Google

The Google Voice implementation in Mastra provides both text-to-speech (TTS) and speech-to-text (STT) capabilities using Google Cloud services. It supports multiple voices, languages, and advanced audio configuration options.

Usage Example

import { GoogleVoice } from "@mastra/voice-google";
 
// Initialize with default configuration (uses GOOGLE_API_KEY environment variable)
const voice = new GoogleVoice();
 
// Initialize with custom configuration
const voice = new GoogleVoice({
  speechModel: {
    apiKey: 'your-speech-api-key',
  },
  listeningModel: {
    apiKey: 'your-listening-api-key',
  },
  speaker: 'en-US-Casual-K',
});
 
// Text-to-Speech
const audioStream = await voice.speak("Hello, world!", {
  languageCode: 'en-US',
  audioConfig: {
    audioEncoding: 'LINEAR16',
  },
});
 
// Speech-to-Text
const transcript = await voice.listen(audioStream, {
  config: {
    encoding: 'LINEAR16',
    languageCode: 'en-US',
  },
});
 
// Get available voices for a specific language
const voices = await voice.getSpeakers({ languageCode: 'en-US' });

Constructor Parameters

speechModel?:

GoogleModelConfig
= { apiKey: process.env.GOOGLE_API_KEY }
Configuration for text-to-speech functionality

listeningModel?:

GoogleModelConfig
= { apiKey: process.env.GOOGLE_API_KEY }
Configuration for speech-to-text functionality

speaker?:

string
= 'en-US-Casual-K'
Default voice ID to use for text-to-speech

GoogleModelConfig

apiKey?:

string
Google Cloud API key.

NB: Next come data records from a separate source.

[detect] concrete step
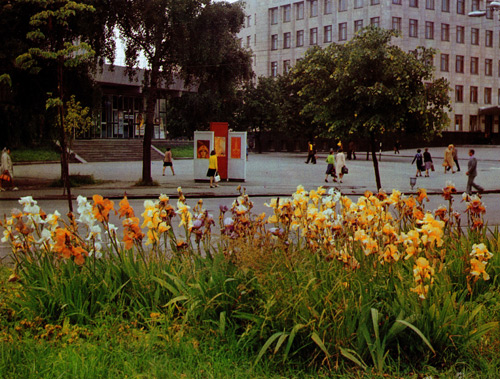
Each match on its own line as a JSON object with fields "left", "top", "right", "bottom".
{"left": 71, "top": 139, "right": 164, "bottom": 162}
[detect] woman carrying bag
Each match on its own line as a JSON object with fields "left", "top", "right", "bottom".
{"left": 207, "top": 150, "right": 219, "bottom": 188}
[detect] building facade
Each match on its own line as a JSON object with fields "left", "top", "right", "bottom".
{"left": 239, "top": 0, "right": 500, "bottom": 135}
{"left": 88, "top": 65, "right": 193, "bottom": 139}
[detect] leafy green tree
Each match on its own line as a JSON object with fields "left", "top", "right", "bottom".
{"left": 114, "top": 0, "right": 250, "bottom": 184}
{"left": 292, "top": 27, "right": 451, "bottom": 190}
{"left": 16, "top": 0, "right": 96, "bottom": 211}
{"left": 235, "top": 76, "right": 284, "bottom": 153}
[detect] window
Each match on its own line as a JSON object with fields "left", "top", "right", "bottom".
{"left": 284, "top": 32, "right": 291, "bottom": 49}
{"left": 470, "top": 86, "right": 478, "bottom": 103}
{"left": 409, "top": 19, "right": 418, "bottom": 38}
{"left": 472, "top": 0, "right": 480, "bottom": 11}
{"left": 283, "top": 5, "right": 291, "bottom": 22}
{"left": 455, "top": 115, "right": 463, "bottom": 131}
{"left": 283, "top": 60, "right": 291, "bottom": 74}
{"left": 296, "top": 2, "right": 304, "bottom": 20}
{"left": 485, "top": 59, "right": 493, "bottom": 76}
{"left": 246, "top": 16, "right": 251, "bottom": 27}
{"left": 498, "top": 60, "right": 500, "bottom": 76}
{"left": 441, "top": 24, "right": 450, "bottom": 41}
{"left": 486, "top": 30, "right": 493, "bottom": 47}
{"left": 440, "top": 54, "right": 449, "bottom": 72}
{"left": 324, "top": 0, "right": 333, "bottom": 14}
{"left": 457, "top": 0, "right": 464, "bottom": 14}
{"left": 456, "top": 26, "right": 464, "bottom": 44}
{"left": 310, "top": 27, "right": 318, "bottom": 45}
{"left": 470, "top": 115, "right": 478, "bottom": 132}
{"left": 442, "top": 0, "right": 450, "bottom": 12}
{"left": 471, "top": 57, "right": 479, "bottom": 74}
{"left": 425, "top": 22, "right": 434, "bottom": 39}
{"left": 455, "top": 85, "right": 463, "bottom": 102}
{"left": 426, "top": 0, "right": 434, "bottom": 9}
{"left": 485, "top": 87, "right": 492, "bottom": 104}
{"left": 339, "top": 22, "right": 347, "bottom": 41}
{"left": 246, "top": 35, "right": 251, "bottom": 48}
{"left": 392, "top": 0, "right": 402, "bottom": 4}
{"left": 456, "top": 55, "right": 464, "bottom": 73}
{"left": 471, "top": 28, "right": 479, "bottom": 45}
{"left": 392, "top": 17, "right": 402, "bottom": 33}
{"left": 339, "top": 0, "right": 347, "bottom": 11}
{"left": 271, "top": 34, "right": 278, "bottom": 50}
{"left": 324, "top": 25, "right": 332, "bottom": 43}
{"left": 354, "top": 20, "right": 364, "bottom": 33}
{"left": 296, "top": 30, "right": 304, "bottom": 46}
{"left": 410, "top": 0, "right": 418, "bottom": 8}
{"left": 310, "top": 0, "right": 318, "bottom": 17}
{"left": 271, "top": 61, "right": 278, "bottom": 77}
{"left": 354, "top": 0, "right": 363, "bottom": 8}
{"left": 371, "top": 0, "right": 380, "bottom": 4}
{"left": 370, "top": 17, "right": 380, "bottom": 27}
{"left": 270, "top": 8, "right": 278, "bottom": 24}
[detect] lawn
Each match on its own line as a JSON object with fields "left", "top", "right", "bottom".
{"left": 1, "top": 186, "right": 499, "bottom": 378}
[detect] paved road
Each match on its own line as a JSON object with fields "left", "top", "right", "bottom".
{"left": 1, "top": 145, "right": 499, "bottom": 260}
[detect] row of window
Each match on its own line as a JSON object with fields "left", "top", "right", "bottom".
{"left": 397, "top": 19, "right": 495, "bottom": 45}
{"left": 268, "top": 0, "right": 493, "bottom": 25}
{"left": 439, "top": 55, "right": 500, "bottom": 77}
{"left": 455, "top": 115, "right": 480, "bottom": 132}
{"left": 267, "top": 21, "right": 497, "bottom": 50}
{"left": 269, "top": 0, "right": 380, "bottom": 25}
{"left": 455, "top": 85, "right": 498, "bottom": 105}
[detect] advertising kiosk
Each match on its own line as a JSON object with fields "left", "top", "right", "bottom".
{"left": 193, "top": 123, "right": 246, "bottom": 182}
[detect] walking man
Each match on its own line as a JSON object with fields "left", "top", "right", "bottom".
{"left": 466, "top": 149, "right": 484, "bottom": 195}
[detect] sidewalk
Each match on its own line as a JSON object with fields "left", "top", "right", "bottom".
{"left": 1, "top": 145, "right": 498, "bottom": 201}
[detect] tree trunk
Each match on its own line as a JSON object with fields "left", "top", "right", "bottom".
{"left": 142, "top": 67, "right": 159, "bottom": 185}
{"left": 58, "top": 58, "right": 73, "bottom": 213}
{"left": 370, "top": 135, "right": 382, "bottom": 191}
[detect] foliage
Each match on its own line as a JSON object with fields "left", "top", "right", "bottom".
{"left": 1, "top": 186, "right": 499, "bottom": 376}
{"left": 113, "top": 0, "right": 250, "bottom": 184}
{"left": 63, "top": 95, "right": 93, "bottom": 144}
{"left": 291, "top": 26, "right": 451, "bottom": 189}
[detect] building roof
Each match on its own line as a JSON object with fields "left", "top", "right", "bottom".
{"left": 94, "top": 64, "right": 197, "bottom": 93}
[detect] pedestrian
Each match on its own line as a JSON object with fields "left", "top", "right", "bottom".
{"left": 305, "top": 141, "right": 317, "bottom": 164}
{"left": 1, "top": 147, "right": 17, "bottom": 191}
{"left": 411, "top": 149, "right": 424, "bottom": 177}
{"left": 452, "top": 145, "right": 460, "bottom": 172}
{"left": 466, "top": 149, "right": 484, "bottom": 195}
{"left": 324, "top": 149, "right": 337, "bottom": 183}
{"left": 162, "top": 147, "right": 175, "bottom": 176}
{"left": 347, "top": 141, "right": 356, "bottom": 160}
{"left": 394, "top": 140, "right": 400, "bottom": 154}
{"left": 335, "top": 148, "right": 346, "bottom": 183}
{"left": 207, "top": 150, "right": 219, "bottom": 188}
{"left": 443, "top": 144, "right": 455, "bottom": 174}
{"left": 423, "top": 148, "right": 433, "bottom": 177}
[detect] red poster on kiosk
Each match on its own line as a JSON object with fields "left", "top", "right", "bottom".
{"left": 210, "top": 122, "right": 228, "bottom": 179}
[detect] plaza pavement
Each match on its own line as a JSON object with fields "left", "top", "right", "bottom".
{"left": 1, "top": 145, "right": 499, "bottom": 201}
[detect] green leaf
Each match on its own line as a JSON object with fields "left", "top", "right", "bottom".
{"left": 396, "top": 319, "right": 435, "bottom": 354}
{"left": 311, "top": 331, "right": 330, "bottom": 358}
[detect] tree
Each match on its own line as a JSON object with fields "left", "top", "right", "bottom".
{"left": 292, "top": 26, "right": 451, "bottom": 190}
{"left": 114, "top": 0, "right": 250, "bottom": 184}
{"left": 16, "top": 0, "right": 96, "bottom": 212}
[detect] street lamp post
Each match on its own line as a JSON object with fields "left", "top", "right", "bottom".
{"left": 468, "top": 1, "right": 500, "bottom": 18}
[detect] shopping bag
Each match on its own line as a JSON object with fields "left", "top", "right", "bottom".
{"left": 431, "top": 164, "right": 435, "bottom": 172}
{"left": 214, "top": 174, "right": 221, "bottom": 183}
{"left": 341, "top": 166, "right": 348, "bottom": 175}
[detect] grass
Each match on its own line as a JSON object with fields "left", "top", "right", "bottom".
{"left": 157, "top": 145, "right": 194, "bottom": 158}
{"left": 1, "top": 189, "right": 500, "bottom": 378}
{"left": 49, "top": 174, "right": 98, "bottom": 187}
{"left": 10, "top": 147, "right": 60, "bottom": 162}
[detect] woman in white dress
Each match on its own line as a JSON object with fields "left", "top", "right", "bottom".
{"left": 335, "top": 148, "right": 346, "bottom": 183}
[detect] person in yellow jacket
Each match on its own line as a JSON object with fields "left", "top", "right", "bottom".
{"left": 207, "top": 150, "right": 219, "bottom": 188}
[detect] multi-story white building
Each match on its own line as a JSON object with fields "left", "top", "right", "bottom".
{"left": 239, "top": 0, "right": 500, "bottom": 135}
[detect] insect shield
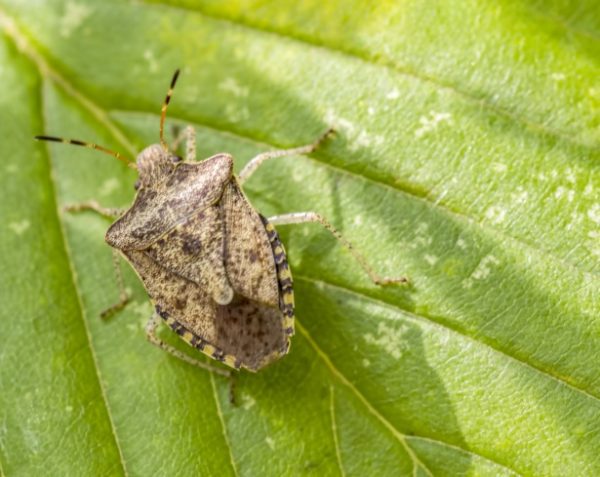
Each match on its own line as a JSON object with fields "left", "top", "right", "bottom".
{"left": 35, "top": 70, "right": 408, "bottom": 377}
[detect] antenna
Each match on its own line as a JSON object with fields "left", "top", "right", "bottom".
{"left": 34, "top": 135, "right": 134, "bottom": 168}
{"left": 160, "top": 69, "right": 180, "bottom": 151}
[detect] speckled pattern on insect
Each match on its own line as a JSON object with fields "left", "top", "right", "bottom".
{"left": 35, "top": 70, "right": 407, "bottom": 376}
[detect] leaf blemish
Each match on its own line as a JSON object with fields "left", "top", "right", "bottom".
{"left": 484, "top": 205, "right": 507, "bottom": 224}
{"left": 587, "top": 204, "right": 600, "bottom": 225}
{"left": 364, "top": 322, "right": 409, "bottom": 360}
{"left": 491, "top": 162, "right": 507, "bottom": 173}
{"left": 414, "top": 111, "right": 452, "bottom": 138}
{"left": 224, "top": 103, "right": 250, "bottom": 123}
{"left": 554, "top": 186, "right": 575, "bottom": 203}
{"left": 219, "top": 77, "right": 249, "bottom": 98}
{"left": 324, "top": 108, "right": 383, "bottom": 152}
{"left": 99, "top": 177, "right": 120, "bottom": 197}
{"left": 462, "top": 254, "right": 500, "bottom": 289}
{"left": 511, "top": 187, "right": 529, "bottom": 205}
{"left": 386, "top": 88, "right": 400, "bottom": 100}
{"left": 143, "top": 49, "right": 158, "bottom": 73}
{"left": 241, "top": 394, "right": 256, "bottom": 410}
{"left": 8, "top": 220, "right": 30, "bottom": 235}
{"left": 60, "top": 2, "right": 92, "bottom": 38}
{"left": 424, "top": 254, "right": 438, "bottom": 266}
{"left": 410, "top": 222, "right": 433, "bottom": 249}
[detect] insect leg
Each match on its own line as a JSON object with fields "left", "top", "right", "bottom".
{"left": 145, "top": 313, "right": 231, "bottom": 377}
{"left": 238, "top": 127, "right": 334, "bottom": 185}
{"left": 63, "top": 200, "right": 126, "bottom": 219}
{"left": 267, "top": 212, "right": 409, "bottom": 286}
{"left": 171, "top": 125, "right": 196, "bottom": 161}
{"left": 99, "top": 250, "right": 132, "bottom": 319}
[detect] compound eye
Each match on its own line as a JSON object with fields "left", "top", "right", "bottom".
{"left": 171, "top": 155, "right": 183, "bottom": 164}
{"left": 133, "top": 179, "right": 141, "bottom": 190}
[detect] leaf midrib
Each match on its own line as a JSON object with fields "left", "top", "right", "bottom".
{"left": 296, "top": 318, "right": 522, "bottom": 476}
{"left": 1, "top": 10, "right": 240, "bottom": 477}
{"left": 3, "top": 7, "right": 594, "bottom": 475}
{"left": 4, "top": 5, "right": 596, "bottom": 279}
{"left": 110, "top": 106, "right": 600, "bottom": 403}
{"left": 38, "top": 80, "right": 129, "bottom": 477}
{"left": 295, "top": 273, "right": 600, "bottom": 405}
{"left": 6, "top": 7, "right": 596, "bottom": 400}
{"left": 119, "top": 109, "right": 597, "bottom": 280}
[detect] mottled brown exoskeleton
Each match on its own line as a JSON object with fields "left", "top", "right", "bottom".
{"left": 35, "top": 70, "right": 407, "bottom": 377}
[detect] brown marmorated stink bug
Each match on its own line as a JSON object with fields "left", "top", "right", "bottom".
{"left": 35, "top": 70, "right": 407, "bottom": 378}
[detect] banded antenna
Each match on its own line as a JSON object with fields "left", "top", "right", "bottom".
{"left": 34, "top": 135, "right": 134, "bottom": 168}
{"left": 160, "top": 69, "right": 180, "bottom": 151}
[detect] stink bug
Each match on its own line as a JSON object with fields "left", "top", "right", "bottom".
{"left": 35, "top": 70, "right": 407, "bottom": 376}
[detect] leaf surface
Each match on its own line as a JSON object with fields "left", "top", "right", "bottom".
{"left": 0, "top": 1, "right": 598, "bottom": 476}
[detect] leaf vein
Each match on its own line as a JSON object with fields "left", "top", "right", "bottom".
{"left": 209, "top": 373, "right": 239, "bottom": 477}
{"left": 38, "top": 78, "right": 129, "bottom": 476}
{"left": 140, "top": 0, "right": 599, "bottom": 151}
{"left": 296, "top": 320, "right": 434, "bottom": 477}
{"left": 295, "top": 273, "right": 600, "bottom": 405}
{"left": 117, "top": 109, "right": 598, "bottom": 278}
{"left": 0, "top": 11, "right": 131, "bottom": 474}
{"left": 1, "top": 7, "right": 595, "bottom": 278}
{"left": 328, "top": 385, "right": 346, "bottom": 477}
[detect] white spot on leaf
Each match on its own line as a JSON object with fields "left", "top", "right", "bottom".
{"left": 60, "top": 2, "right": 92, "bottom": 38}
{"left": 424, "top": 254, "right": 438, "bottom": 266}
{"left": 410, "top": 222, "right": 433, "bottom": 249}
{"left": 128, "top": 301, "right": 153, "bottom": 331}
{"left": 491, "top": 162, "right": 507, "bottom": 173}
{"left": 224, "top": 103, "right": 250, "bottom": 123}
{"left": 511, "top": 187, "right": 529, "bottom": 205}
{"left": 485, "top": 205, "right": 506, "bottom": 224}
{"left": 364, "top": 322, "right": 409, "bottom": 360}
{"left": 386, "top": 88, "right": 400, "bottom": 100}
{"left": 414, "top": 111, "right": 452, "bottom": 138}
{"left": 219, "top": 77, "right": 249, "bottom": 98}
{"left": 588, "top": 204, "right": 600, "bottom": 225}
{"left": 472, "top": 255, "right": 500, "bottom": 280}
{"left": 241, "top": 394, "right": 256, "bottom": 410}
{"left": 325, "top": 108, "right": 383, "bottom": 152}
{"left": 143, "top": 49, "right": 158, "bottom": 73}
{"left": 462, "top": 254, "right": 500, "bottom": 288}
{"left": 8, "top": 220, "right": 30, "bottom": 235}
{"left": 99, "top": 177, "right": 120, "bottom": 197}
{"left": 554, "top": 186, "right": 575, "bottom": 202}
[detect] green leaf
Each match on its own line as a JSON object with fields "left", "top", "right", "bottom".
{"left": 0, "top": 1, "right": 598, "bottom": 475}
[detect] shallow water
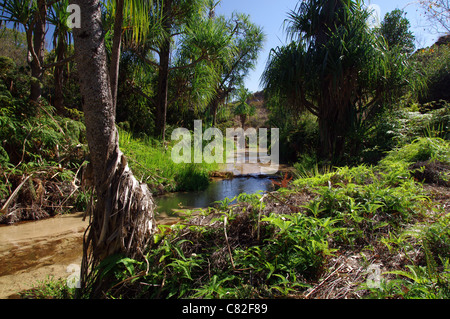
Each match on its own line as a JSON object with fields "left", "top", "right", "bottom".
{"left": 155, "top": 175, "right": 275, "bottom": 216}
{"left": 155, "top": 146, "right": 279, "bottom": 216}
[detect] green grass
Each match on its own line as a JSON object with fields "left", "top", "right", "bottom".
{"left": 18, "top": 276, "right": 76, "bottom": 299}
{"left": 366, "top": 212, "right": 450, "bottom": 299}
{"left": 118, "top": 129, "right": 220, "bottom": 193}
{"left": 125, "top": 139, "right": 447, "bottom": 299}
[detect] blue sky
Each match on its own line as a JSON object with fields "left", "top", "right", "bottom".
{"left": 216, "top": 0, "right": 444, "bottom": 93}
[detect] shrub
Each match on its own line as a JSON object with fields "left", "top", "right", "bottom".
{"left": 414, "top": 45, "right": 450, "bottom": 104}
{"left": 378, "top": 137, "right": 450, "bottom": 175}
{"left": 367, "top": 214, "right": 450, "bottom": 299}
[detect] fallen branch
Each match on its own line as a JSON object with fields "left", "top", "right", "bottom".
{"left": 0, "top": 175, "right": 32, "bottom": 216}
{"left": 223, "top": 216, "right": 236, "bottom": 269}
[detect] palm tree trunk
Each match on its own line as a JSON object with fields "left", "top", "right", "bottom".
{"left": 53, "top": 35, "right": 66, "bottom": 114}
{"left": 155, "top": 0, "right": 172, "bottom": 142}
{"left": 71, "top": 0, "right": 156, "bottom": 297}
{"left": 155, "top": 40, "right": 170, "bottom": 141}
{"left": 240, "top": 114, "right": 246, "bottom": 129}
{"left": 210, "top": 88, "right": 231, "bottom": 127}
{"left": 30, "top": 0, "right": 47, "bottom": 102}
{"left": 210, "top": 96, "right": 219, "bottom": 127}
{"left": 154, "top": 0, "right": 172, "bottom": 141}
{"left": 318, "top": 92, "right": 352, "bottom": 162}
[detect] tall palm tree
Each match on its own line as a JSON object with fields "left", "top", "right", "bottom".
{"left": 262, "top": 0, "right": 411, "bottom": 161}
{"left": 0, "top": 0, "right": 47, "bottom": 102}
{"left": 30, "top": 0, "right": 47, "bottom": 102}
{"left": 70, "top": 0, "right": 156, "bottom": 297}
{"left": 105, "top": 0, "right": 153, "bottom": 113}
{"left": 47, "top": 0, "right": 73, "bottom": 114}
{"left": 133, "top": 0, "right": 233, "bottom": 141}
{"left": 208, "top": 13, "right": 265, "bottom": 127}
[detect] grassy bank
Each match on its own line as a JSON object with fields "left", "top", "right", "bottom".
{"left": 118, "top": 129, "right": 220, "bottom": 194}
{"left": 0, "top": 114, "right": 221, "bottom": 224}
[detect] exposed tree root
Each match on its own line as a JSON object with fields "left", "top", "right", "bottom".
{"left": 80, "top": 151, "right": 156, "bottom": 297}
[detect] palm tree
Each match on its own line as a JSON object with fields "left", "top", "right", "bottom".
{"left": 70, "top": 0, "right": 156, "bottom": 297}
{"left": 0, "top": 0, "right": 47, "bottom": 102}
{"left": 262, "top": 0, "right": 411, "bottom": 161}
{"left": 233, "top": 86, "right": 255, "bottom": 128}
{"left": 208, "top": 13, "right": 265, "bottom": 127}
{"left": 30, "top": 0, "right": 47, "bottom": 102}
{"left": 105, "top": 0, "right": 153, "bottom": 112}
{"left": 47, "top": 0, "right": 73, "bottom": 114}
{"left": 133, "top": 0, "right": 233, "bottom": 141}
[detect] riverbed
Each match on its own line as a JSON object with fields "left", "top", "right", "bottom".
{"left": 0, "top": 212, "right": 87, "bottom": 298}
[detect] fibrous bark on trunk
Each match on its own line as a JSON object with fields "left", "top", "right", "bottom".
{"left": 71, "top": 0, "right": 156, "bottom": 297}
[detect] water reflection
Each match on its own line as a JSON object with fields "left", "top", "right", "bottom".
{"left": 155, "top": 176, "right": 274, "bottom": 216}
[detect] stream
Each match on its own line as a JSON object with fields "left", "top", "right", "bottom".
{"left": 155, "top": 147, "right": 281, "bottom": 222}
{"left": 155, "top": 175, "right": 275, "bottom": 222}
{"left": 0, "top": 148, "right": 286, "bottom": 298}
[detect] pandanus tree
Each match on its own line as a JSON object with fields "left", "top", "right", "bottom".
{"left": 1, "top": 0, "right": 77, "bottom": 110}
{"left": 167, "top": 18, "right": 229, "bottom": 124}
{"left": 132, "top": 0, "right": 234, "bottom": 141}
{"left": 262, "top": 0, "right": 414, "bottom": 161}
{"left": 233, "top": 86, "right": 255, "bottom": 129}
{"left": 70, "top": 0, "right": 157, "bottom": 297}
{"left": 0, "top": 0, "right": 47, "bottom": 102}
{"left": 47, "top": 0, "right": 73, "bottom": 114}
{"left": 131, "top": 0, "right": 204, "bottom": 140}
{"left": 208, "top": 12, "right": 265, "bottom": 127}
{"left": 103, "top": 0, "right": 155, "bottom": 112}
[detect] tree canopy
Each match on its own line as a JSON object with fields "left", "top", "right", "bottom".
{"left": 378, "top": 8, "right": 415, "bottom": 54}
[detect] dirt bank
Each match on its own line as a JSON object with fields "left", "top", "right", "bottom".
{"left": 0, "top": 211, "right": 191, "bottom": 298}
{"left": 0, "top": 212, "right": 88, "bottom": 298}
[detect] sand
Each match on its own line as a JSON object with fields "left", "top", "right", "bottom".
{"left": 0, "top": 212, "right": 88, "bottom": 298}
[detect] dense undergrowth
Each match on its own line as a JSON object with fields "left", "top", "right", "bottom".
{"left": 36, "top": 135, "right": 448, "bottom": 300}
{"left": 0, "top": 105, "right": 219, "bottom": 225}
{"left": 0, "top": 54, "right": 222, "bottom": 224}
{"left": 0, "top": 55, "right": 220, "bottom": 221}
{"left": 0, "top": 118, "right": 220, "bottom": 224}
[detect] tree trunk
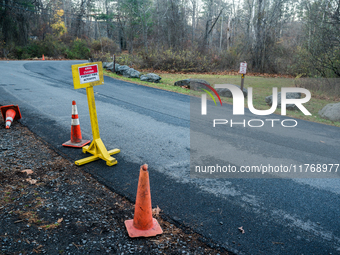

Falls back to GOOGLE_API_KEY environment variable

Methods

speak()

Converts text to speech using Google Cloud Text-to-Speech service.

input:

string | NodeJS.ReadableStream
Text to convert to speech. If a stream is provided, it will be converted to text first.

options?:

object
Speech synthesis options

options.speaker?:

string
Voice ID to use for this request

options.languageCode?:

string
Language code for the voice (e.g., 'en-US'). Defaults to the language code from the speaker ID or 'en-US'

options.audioConfig?:

ISynthesizeSpeechRequest['audioConfig']
= { audioEncoding: 'LINEAR16' }
Audio configuration options from Google Cloud Text-to-Speech API

Returns: Promise<NodeJS.ReadableStream>

listen()

Converts speech to text using Google Cloud Speech-to-Text service.

audioStream:

NodeJS.ReadableStream
Audio stream to transcribe

options?:

object
Recognition options

options.stream?:

boolean
Whether to use streaming recognition

options.config?:

IRecognitionConfig
= { encoding: 'LINEAR16', languageCode: 'en-US' }
Recognition configuration from Google Cloud Speech-to-Text API

Returns: Promise<string>

getSpeakers()

Returns an array of available voice options, where each node contains:

voiceId:

string
Unique identifier for the voice

languageCodes:

string[]
List of language codes supported by this voice

Important Notes

  1. A Google Cloud API key is required. Set it via the GOOGLE_API_KEY environment variable or pass it in the constructor.
  2. The default voice is set to ‘en-US-Casual-K’.
  3. Both text-to-speech and speech-to-text services use LINEAR16 as the default audio encoding.
  4. The speak() method supports advanced audio configuration through the Google Cloud Text-to-Speech API.
  5. The listen() method supports various recognition configurations through the Google Cloud Speech-to-Text API.
  6. Available voices can be filtered by language code using the getSpeakers() method.